Hebrew Highlights 147 Armageddon

 

Shalom.  This is Yuval Shomron, coming to you from the studios of the High Adventure Global Broadcasting Network in Jerusalem.

          The Battle of Armageddon is outlined in various verses in Ezekiel 38-39, and Revelations 16.  The name comes from the Hebrew Har-Megidon, or Megiddo. This is actually a hill overlooking the Plain of Megiddo, or the Jezreel Valley.

          When I say outlined, I mean just that.  Although your imagination can run wild reading about the famous last battle, there are very few facts in the description.  Even the major players, Gog and Magog, have been the center of centuries of debate.  The truth is, nobody knows for sure who they might be.

          “Now hang on”, you might say, “I read a book that explained the whole battle in great detail.”    I’m sure you did.  Many books have been written, and some of them may get close to the truth of the events which will take place after the great tribulation.

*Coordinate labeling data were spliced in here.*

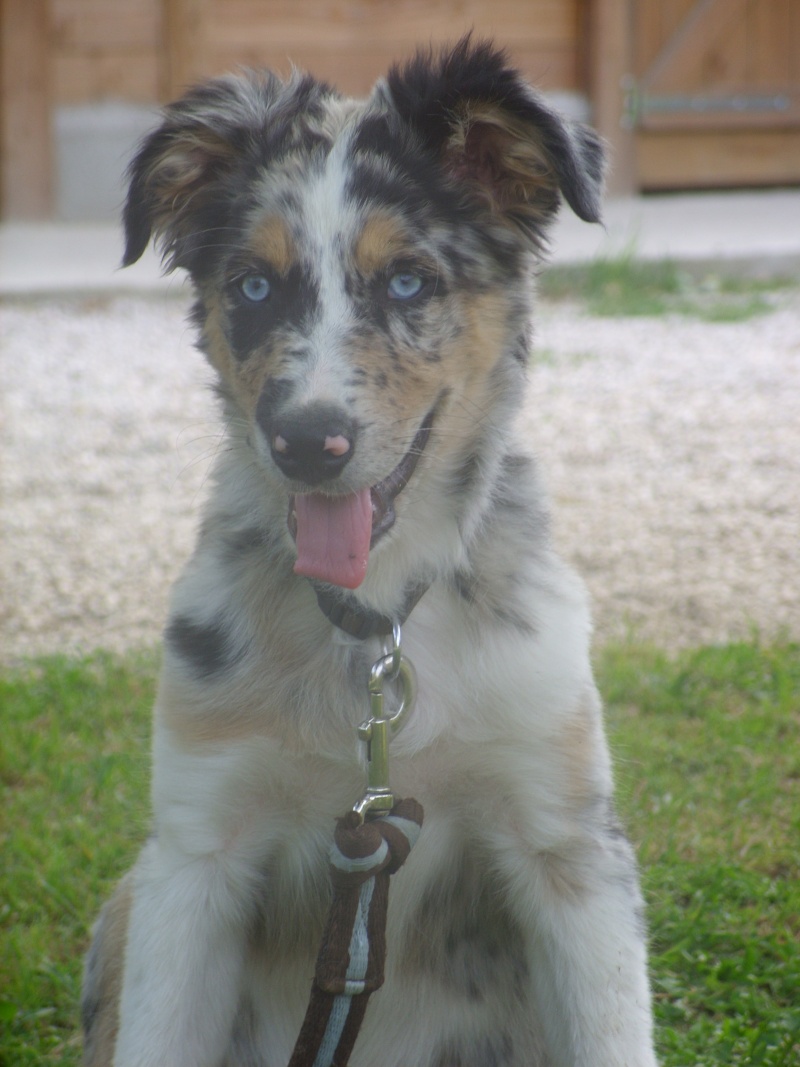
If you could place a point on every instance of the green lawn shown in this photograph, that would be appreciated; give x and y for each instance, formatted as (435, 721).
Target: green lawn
(708, 769)
(627, 286)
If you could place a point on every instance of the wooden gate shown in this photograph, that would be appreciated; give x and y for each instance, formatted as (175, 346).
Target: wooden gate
(715, 98)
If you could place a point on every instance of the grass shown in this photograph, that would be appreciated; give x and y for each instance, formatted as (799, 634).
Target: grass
(708, 769)
(627, 286)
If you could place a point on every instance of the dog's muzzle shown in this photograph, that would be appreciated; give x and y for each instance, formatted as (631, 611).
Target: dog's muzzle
(334, 532)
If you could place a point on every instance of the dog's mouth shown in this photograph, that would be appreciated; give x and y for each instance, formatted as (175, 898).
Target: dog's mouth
(334, 534)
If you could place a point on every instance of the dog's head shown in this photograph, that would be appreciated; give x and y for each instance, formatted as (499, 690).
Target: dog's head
(364, 275)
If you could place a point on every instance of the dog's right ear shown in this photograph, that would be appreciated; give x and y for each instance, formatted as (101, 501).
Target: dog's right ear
(173, 175)
(177, 177)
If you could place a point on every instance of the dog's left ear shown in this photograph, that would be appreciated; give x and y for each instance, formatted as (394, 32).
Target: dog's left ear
(494, 133)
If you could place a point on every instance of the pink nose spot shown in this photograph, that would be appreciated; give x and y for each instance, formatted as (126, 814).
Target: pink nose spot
(337, 445)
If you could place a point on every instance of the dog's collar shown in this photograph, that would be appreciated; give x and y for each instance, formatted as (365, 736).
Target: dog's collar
(349, 615)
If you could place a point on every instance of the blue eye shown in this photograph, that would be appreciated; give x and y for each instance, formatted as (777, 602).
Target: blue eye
(404, 285)
(255, 288)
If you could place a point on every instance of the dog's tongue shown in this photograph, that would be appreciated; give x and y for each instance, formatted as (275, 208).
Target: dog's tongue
(333, 537)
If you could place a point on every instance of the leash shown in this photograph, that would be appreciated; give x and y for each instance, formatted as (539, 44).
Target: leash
(371, 842)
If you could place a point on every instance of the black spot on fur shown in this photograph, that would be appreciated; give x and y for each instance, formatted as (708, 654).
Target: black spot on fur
(293, 301)
(466, 476)
(207, 647)
(465, 937)
(274, 395)
(430, 89)
(489, 1050)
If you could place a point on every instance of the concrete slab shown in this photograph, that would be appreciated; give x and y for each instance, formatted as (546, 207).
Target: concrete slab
(757, 231)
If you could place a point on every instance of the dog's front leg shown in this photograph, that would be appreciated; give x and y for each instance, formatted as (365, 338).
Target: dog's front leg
(184, 959)
(581, 910)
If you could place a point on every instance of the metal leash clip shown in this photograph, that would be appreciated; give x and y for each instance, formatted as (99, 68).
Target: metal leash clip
(380, 728)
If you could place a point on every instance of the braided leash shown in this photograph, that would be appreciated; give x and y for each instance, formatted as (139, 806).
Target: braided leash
(350, 965)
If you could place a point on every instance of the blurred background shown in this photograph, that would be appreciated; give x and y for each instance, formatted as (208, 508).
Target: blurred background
(690, 94)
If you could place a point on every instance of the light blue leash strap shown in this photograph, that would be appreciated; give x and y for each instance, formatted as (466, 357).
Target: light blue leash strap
(350, 965)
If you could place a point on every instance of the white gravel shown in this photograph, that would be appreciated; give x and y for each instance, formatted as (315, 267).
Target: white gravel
(671, 448)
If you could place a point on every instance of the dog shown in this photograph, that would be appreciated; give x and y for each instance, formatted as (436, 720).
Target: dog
(365, 275)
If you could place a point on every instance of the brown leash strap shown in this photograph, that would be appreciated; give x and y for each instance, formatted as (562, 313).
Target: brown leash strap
(350, 965)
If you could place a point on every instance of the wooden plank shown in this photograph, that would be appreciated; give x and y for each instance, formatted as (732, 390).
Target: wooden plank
(133, 77)
(713, 159)
(404, 24)
(188, 57)
(785, 115)
(26, 142)
(92, 26)
(610, 68)
(681, 61)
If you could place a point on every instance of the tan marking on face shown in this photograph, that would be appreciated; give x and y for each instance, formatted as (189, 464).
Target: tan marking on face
(272, 241)
(244, 379)
(99, 1047)
(381, 242)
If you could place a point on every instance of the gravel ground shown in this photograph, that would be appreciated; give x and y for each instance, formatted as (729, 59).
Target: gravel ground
(671, 449)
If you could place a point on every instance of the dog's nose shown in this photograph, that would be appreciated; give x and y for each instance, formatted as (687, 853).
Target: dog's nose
(313, 445)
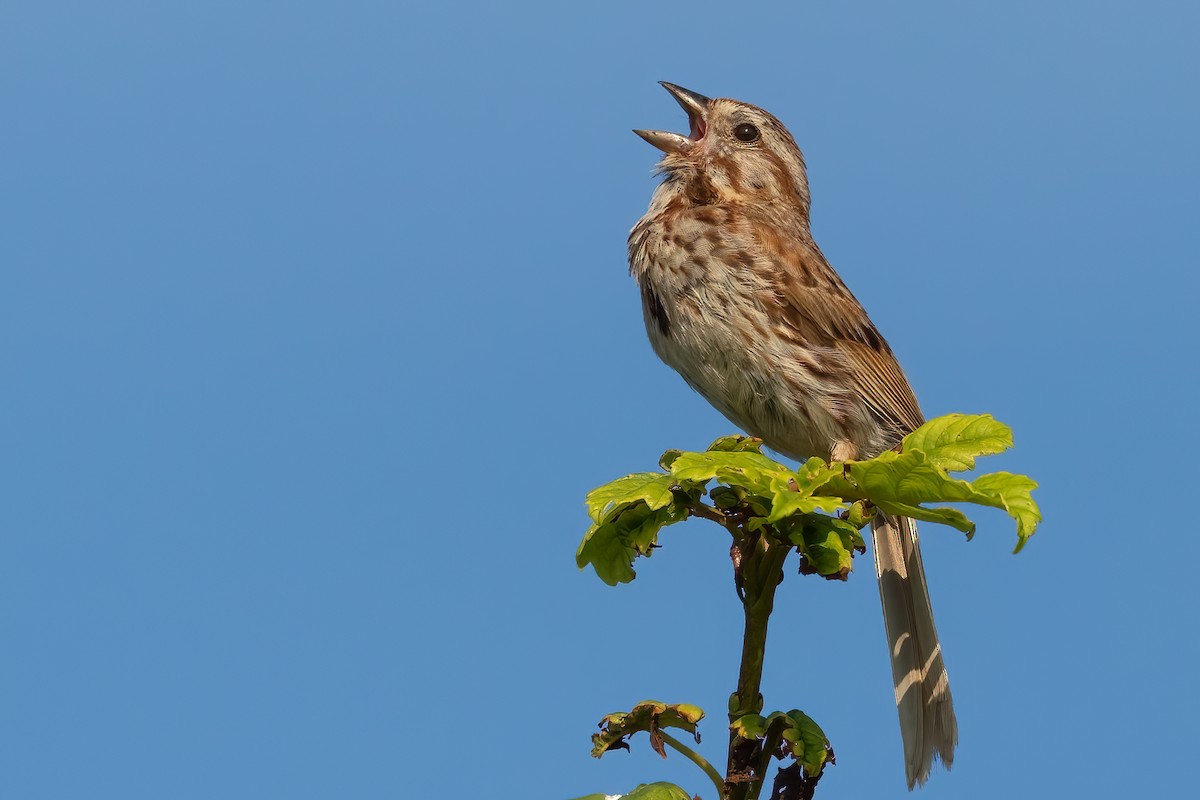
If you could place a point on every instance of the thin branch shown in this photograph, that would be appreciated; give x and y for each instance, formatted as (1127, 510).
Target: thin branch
(697, 759)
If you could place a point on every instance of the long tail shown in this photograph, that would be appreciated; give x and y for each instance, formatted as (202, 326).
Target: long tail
(923, 689)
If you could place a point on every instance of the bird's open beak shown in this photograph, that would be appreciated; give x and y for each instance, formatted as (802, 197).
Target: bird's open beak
(697, 114)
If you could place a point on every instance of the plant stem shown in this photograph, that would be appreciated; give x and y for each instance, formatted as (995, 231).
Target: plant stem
(697, 759)
(762, 567)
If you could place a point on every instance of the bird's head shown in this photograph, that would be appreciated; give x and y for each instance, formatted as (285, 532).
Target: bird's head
(733, 151)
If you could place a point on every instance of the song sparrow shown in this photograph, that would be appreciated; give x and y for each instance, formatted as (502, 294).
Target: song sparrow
(741, 301)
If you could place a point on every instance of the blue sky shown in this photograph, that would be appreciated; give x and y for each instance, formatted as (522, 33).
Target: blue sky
(316, 328)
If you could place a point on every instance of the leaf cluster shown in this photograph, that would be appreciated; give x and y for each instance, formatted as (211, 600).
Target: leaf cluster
(819, 507)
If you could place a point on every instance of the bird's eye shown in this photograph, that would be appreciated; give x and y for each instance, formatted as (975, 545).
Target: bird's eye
(745, 132)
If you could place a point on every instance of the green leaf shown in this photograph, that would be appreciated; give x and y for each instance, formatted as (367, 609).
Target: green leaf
(750, 726)
(657, 792)
(736, 444)
(612, 546)
(900, 482)
(645, 792)
(646, 717)
(807, 743)
(827, 543)
(652, 488)
(751, 470)
(953, 441)
(1014, 494)
(786, 500)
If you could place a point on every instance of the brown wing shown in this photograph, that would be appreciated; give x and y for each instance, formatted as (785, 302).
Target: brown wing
(825, 313)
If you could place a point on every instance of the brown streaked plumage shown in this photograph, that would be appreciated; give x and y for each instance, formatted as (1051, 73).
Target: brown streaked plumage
(741, 301)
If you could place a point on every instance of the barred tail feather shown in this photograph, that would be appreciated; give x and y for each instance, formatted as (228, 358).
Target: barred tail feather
(923, 690)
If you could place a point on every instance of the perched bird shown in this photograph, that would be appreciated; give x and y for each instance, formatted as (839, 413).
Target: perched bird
(739, 300)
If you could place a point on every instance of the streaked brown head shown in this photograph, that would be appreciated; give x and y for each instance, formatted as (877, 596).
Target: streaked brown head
(733, 151)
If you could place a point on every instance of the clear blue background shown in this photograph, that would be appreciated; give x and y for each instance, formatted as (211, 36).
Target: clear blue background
(316, 328)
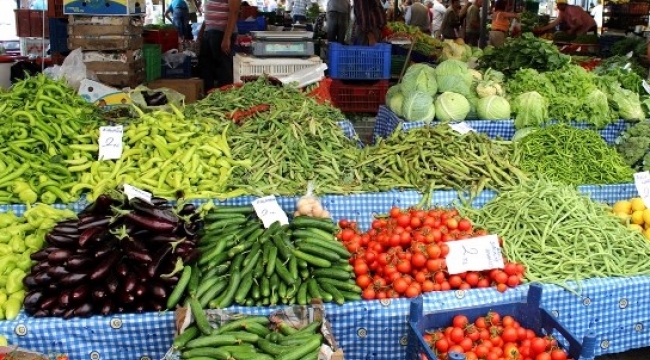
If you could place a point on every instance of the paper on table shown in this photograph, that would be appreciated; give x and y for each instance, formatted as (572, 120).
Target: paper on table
(476, 254)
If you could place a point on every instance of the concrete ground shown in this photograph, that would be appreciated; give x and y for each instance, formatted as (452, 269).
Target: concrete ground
(638, 354)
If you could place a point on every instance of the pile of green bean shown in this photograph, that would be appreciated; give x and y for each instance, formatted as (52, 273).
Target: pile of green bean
(572, 156)
(296, 141)
(561, 235)
(439, 155)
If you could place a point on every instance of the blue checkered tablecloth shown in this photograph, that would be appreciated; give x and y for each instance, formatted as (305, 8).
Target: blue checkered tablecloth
(387, 121)
(618, 310)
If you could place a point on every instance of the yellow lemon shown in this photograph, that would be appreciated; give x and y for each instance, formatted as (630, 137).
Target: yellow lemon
(622, 206)
(637, 217)
(635, 227)
(637, 204)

          However, I would like to point something out.  Never in history has any Biblical prophecy been fully understood BEFORE it happened.  Let me say that again.  NEVER in history has any Biblical prophecy been fully understood BEFORE it happened.

          If anyone listening can think of one, I’ll be happy to eat my words.

          I personally think it is a real shame that people write books, make movies, and get wealthy by playing on our emotions, using little understood clues sprinkled throughout the scriptures.

          If you insist on reading a book, you may as well enjoy C.S. Lewis’s “The Last Battle.”  At least Lewis admits that it is allegorical fiction, based on Biblical prophecy.

          There is no doubt that the political center of the Great Battle will be Jerusalem, yet the physical brunt of the fighting will take place in the valley of Jezreel, or Armageddon.  It is a natural area for staging battles, with large openings to the North, East, and West.  Many battles took place there in the Bible.

          On the Northern side of the valley, rises Nazareth.  As a young boy growing up, Yeshua would have had a good few of this wide plain.  I wonder if he cried as he pondered the blood flowing there as described by the prophets.

          On the West end, the valley is overlooked by the Carmel Mountain ridge, and in particular, the site where Elijah challenged the prophets of Baal, another famous battle between good and evil.

          So, what am I saying?  Should we just ignore the prophecies about the last battle?  Absolutely not.  We should know them, and we should study them, and even discuss possible scenarios.  Then, when the prophecy IS fulfilled, we will recognize it.  What we SHOULD NOT do is claim to have all the answers right now. 

         

 

Next time you run out to buy the latest book on the end times, remember, first of all, MAT 24:4, “And Jesus answered and said to them, "See to it that no one misleads you,” which started His answer to questions about the end times.  His ending is even stronger, MAT 24:36 "But of that day and hour no one knows, not even the angels of heaven, nor the Son, but the Father alone.”